Single by Jane Zhang featuring Timbaland

from the album Past Progressive
- Released: October 14, 2016
- Genre: R&B
- Length: 3:50
- Label: Montage
- Songwriters: Jane Zhang; Timothy Mosley; Christopher Godbey; Jocelyn Donald; Trinity Home; James Washington;
- Producers: Jim Beanz; Michael Feng; Timbaland;

Timbaland singles chronology
| "Smile" (2015) | "Dust My Shoulders Off" (2016) | "?" (?) |

Music video
- "Dust My Shoulders Off" on YouTube

= Dust My Shoulders Off =

"Dust My Shoulders Off" is a song by Chinese singer and songwriter Jane Zhang. It features American producer Timbaland, and was released on October 14, 2016, through Montage Records. It was included on Zhang's first English-language studio album, Past Progressive (2019).

==Critical reception==
Jennifer Dill of E! Online said "The song tells the story of someone who may be having a rough day but who quickly decides to 'dust her shoulders off' in swaggy fashion. It features a catchy beat and a heartening don't-sweat-the-small-stuff vibe." PopCrush's Bradley Stern stated "The fresh and breezy, feel-good ode to sh-sh-shaking off the blues, gliding across folk-y harmonies recalling Oh Land and Timba and Jim Beanz’s knocking hip-hop beats, really doesn’t sound like anything on radio right now. The world keeps spinning, life goes on and on / I won’t cry for long she confidently croons across the quirky and carefree production, shrugging off all of life’s little inconveniences. It's no secret that breaking into the American market in a big way is still an all-but-impossible feat for any Asian act — from any country. (Sad, but true.) We're inching there at a snail's pace with acts like Utada and CL, and BTS just notched the highest Korean-language debut on the Billboard 200 yet this week, but to see Jane riding high on the Top 10 out of nowhere is an absolute unexpected delight: it's not only a massive victory for C-Pop, but for the Asian music market as a whole. Here's hoping this is only the start of Jane's US success story."

==Music video==
On October 21, 2016, a 34-second teaser of the video was revealed. The music video, directed by Outerspace Leo, was released on October 28, 2016.

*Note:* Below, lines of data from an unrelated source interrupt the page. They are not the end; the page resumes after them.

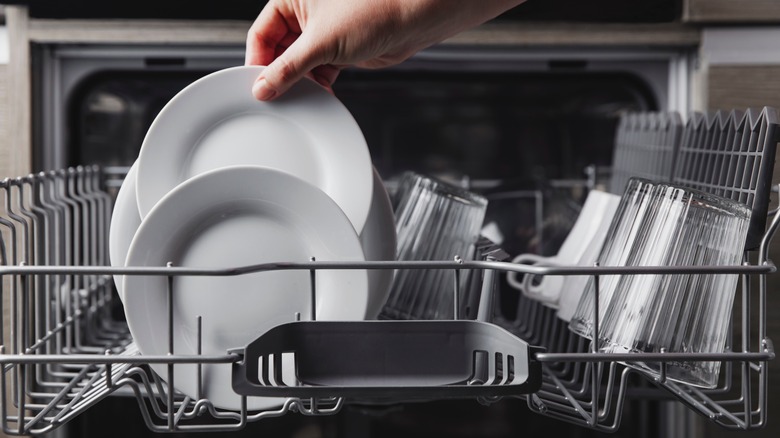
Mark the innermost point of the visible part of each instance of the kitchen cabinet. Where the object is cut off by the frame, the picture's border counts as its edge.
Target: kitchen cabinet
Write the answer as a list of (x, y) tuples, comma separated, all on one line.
[(731, 11)]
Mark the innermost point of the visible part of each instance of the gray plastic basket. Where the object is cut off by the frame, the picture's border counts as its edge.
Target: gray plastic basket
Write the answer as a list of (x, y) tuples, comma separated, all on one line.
[(388, 359)]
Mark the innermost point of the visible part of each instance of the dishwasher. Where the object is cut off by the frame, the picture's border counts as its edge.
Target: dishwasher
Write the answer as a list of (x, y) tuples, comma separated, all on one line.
[(66, 347)]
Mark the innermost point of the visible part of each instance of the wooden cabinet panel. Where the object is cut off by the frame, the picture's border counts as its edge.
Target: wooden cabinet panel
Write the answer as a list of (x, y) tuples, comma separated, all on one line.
[(743, 86)]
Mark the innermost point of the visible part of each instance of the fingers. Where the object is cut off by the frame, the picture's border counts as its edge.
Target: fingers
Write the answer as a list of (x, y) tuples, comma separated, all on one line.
[(265, 35), (289, 67)]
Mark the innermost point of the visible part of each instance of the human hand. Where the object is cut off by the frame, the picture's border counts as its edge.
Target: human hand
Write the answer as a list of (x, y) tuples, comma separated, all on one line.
[(320, 37)]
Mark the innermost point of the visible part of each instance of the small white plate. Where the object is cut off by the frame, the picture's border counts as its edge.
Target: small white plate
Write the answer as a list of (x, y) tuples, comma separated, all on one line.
[(234, 217), (378, 240), (125, 221), (216, 122)]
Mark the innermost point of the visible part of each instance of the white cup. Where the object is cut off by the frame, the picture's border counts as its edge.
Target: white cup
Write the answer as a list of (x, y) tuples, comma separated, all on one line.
[(588, 232)]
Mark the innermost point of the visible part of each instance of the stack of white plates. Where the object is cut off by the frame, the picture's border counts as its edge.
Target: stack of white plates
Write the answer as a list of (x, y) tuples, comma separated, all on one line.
[(224, 180)]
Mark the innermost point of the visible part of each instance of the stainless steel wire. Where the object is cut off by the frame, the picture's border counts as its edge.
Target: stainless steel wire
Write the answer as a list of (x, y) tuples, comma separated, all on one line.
[(63, 349)]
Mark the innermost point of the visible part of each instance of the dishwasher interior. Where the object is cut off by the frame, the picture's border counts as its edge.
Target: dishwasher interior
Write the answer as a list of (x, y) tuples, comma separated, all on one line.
[(67, 348)]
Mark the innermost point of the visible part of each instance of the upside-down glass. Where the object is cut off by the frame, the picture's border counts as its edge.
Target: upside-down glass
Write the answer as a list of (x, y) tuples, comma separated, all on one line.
[(434, 221), (614, 252), (681, 313)]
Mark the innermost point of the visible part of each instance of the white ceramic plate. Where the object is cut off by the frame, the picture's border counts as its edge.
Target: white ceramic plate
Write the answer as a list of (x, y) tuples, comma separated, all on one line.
[(125, 221), (378, 240), (216, 122), (234, 217)]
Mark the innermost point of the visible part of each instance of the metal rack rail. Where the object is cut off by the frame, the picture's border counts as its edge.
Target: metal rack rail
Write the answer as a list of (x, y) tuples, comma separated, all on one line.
[(64, 348)]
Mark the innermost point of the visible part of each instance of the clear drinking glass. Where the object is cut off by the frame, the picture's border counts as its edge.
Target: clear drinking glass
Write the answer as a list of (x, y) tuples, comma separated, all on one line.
[(434, 221), (681, 313), (615, 252)]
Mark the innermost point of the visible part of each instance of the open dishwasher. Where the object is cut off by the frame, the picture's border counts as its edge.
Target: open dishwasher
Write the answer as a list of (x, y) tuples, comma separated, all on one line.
[(65, 348)]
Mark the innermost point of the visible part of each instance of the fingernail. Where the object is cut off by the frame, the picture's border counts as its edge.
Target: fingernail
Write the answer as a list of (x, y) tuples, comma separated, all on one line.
[(262, 91)]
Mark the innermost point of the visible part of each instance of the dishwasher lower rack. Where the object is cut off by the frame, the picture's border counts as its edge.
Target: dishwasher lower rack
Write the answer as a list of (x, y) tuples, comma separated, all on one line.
[(65, 348)]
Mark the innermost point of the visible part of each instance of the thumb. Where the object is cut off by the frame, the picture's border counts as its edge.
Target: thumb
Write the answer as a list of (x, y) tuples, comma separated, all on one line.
[(287, 69)]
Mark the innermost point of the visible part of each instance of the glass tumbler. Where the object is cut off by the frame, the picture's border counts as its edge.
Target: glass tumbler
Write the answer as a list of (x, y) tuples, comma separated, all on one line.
[(616, 250), (686, 313), (434, 221), (680, 313)]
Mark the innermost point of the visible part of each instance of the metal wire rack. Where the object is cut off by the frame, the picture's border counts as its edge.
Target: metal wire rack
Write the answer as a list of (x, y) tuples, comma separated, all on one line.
[(65, 349)]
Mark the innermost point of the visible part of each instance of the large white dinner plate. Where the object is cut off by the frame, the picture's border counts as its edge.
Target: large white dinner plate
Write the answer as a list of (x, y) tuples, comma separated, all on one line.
[(216, 122), (125, 221), (378, 240), (234, 217)]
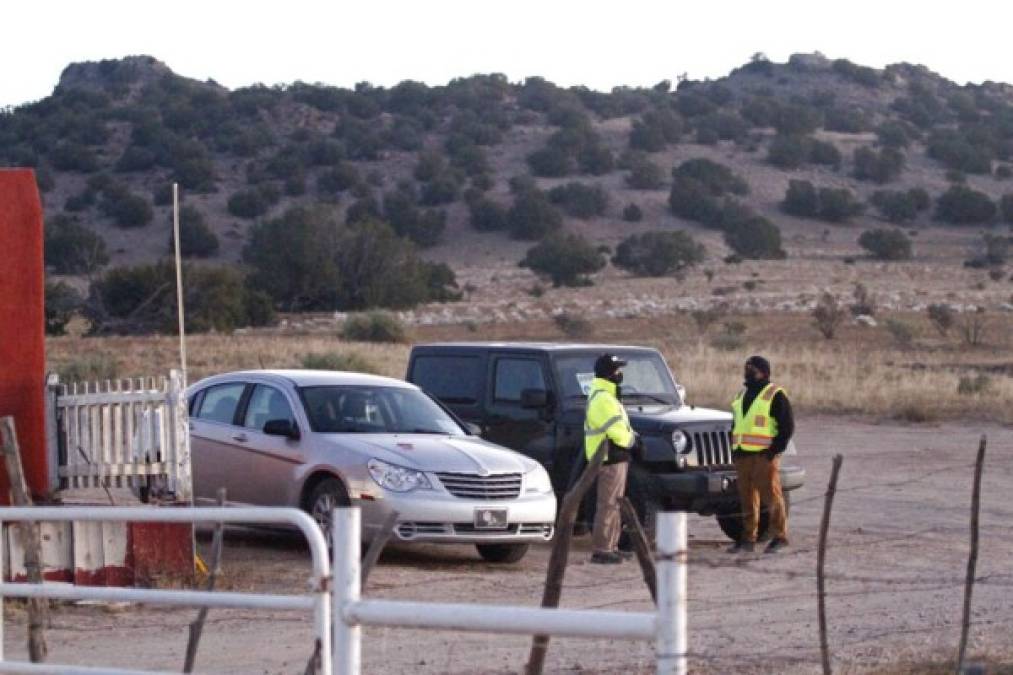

Eleven famous paintings are recreated and reenacted for this music video:
1. Edward Hopper "Nighthawks" (1942)
2. Vincent van Gogh "Self-portrait" (1889)
  - in which van Gogh is bitten in his ear by Mike Tyson
3. Jean-François Millet "The Gleaners" (1857)
4. Johannes Vermeer "Girl with a Pearl Earring" (c. 1665)
5. Andrew Wyeth "Christina's World" (1948)
6. Georges Seurat "A Sunday Afternoon on the Island of La Grande Jatte" (1884)
7. Edvard Munch "The Scream" (1893)
  - in which the screamer's memory is erased by the Men in Black
8. Salvador Dalí "The Temptation of St. Anthony" (1946)
9. Maurits Cornelis Escher "Ascending and Descending" (1960)
10. Maurits Cornelis Escher "Another World Gallery"(1946)
11. René Magritte "The Son of Man" (1964)
  - in which the Son of Man transforms to Salvador Dalí

==Live performances==
In November 2017, Jane Zhang performed "Dust My Shoulders Off" at the Victoria's Secret Fashion Show in Shanghai, China, along with "Work for It" and "808".

==Track listing==

Digital download / Streaming
| No. | Title | Length |
|---|---|---|
| 1. | "Dust My Shoulders Off" (featuring Timbaland) | 3:50 |

== Accolades ==

| Year | Organization | Award | Result | Ref. |
|---|---|---|---|---|
| 2016 | Hello Asia! C-Pop Awards | Best Single | Nominated |  |
| 2017 | Red Dot Design Award | Best of the Best | Won |  |
| 2017 | Golden Melody Awards | Best Music Video | Nominated |  |
| 2017 | ADC Annual Awards | Motion / Music Video: Bronze Cube | Won |  |
| 2017 | London International Awards | Music Video / Animation：Bronze | Won |  |

==Charts==

| Chart (2016) | Peak position |
|---|---|
| US Digital Songs (Billboard) | 31 |

==Release history==

| Region | Date | Format | Label | Ref. |
|---|---|---|---|---|
| Worldwide | October 14, 2016 | Digital download | Montage |  |

==Trivia==
- The song has been used on various Hulu commercials.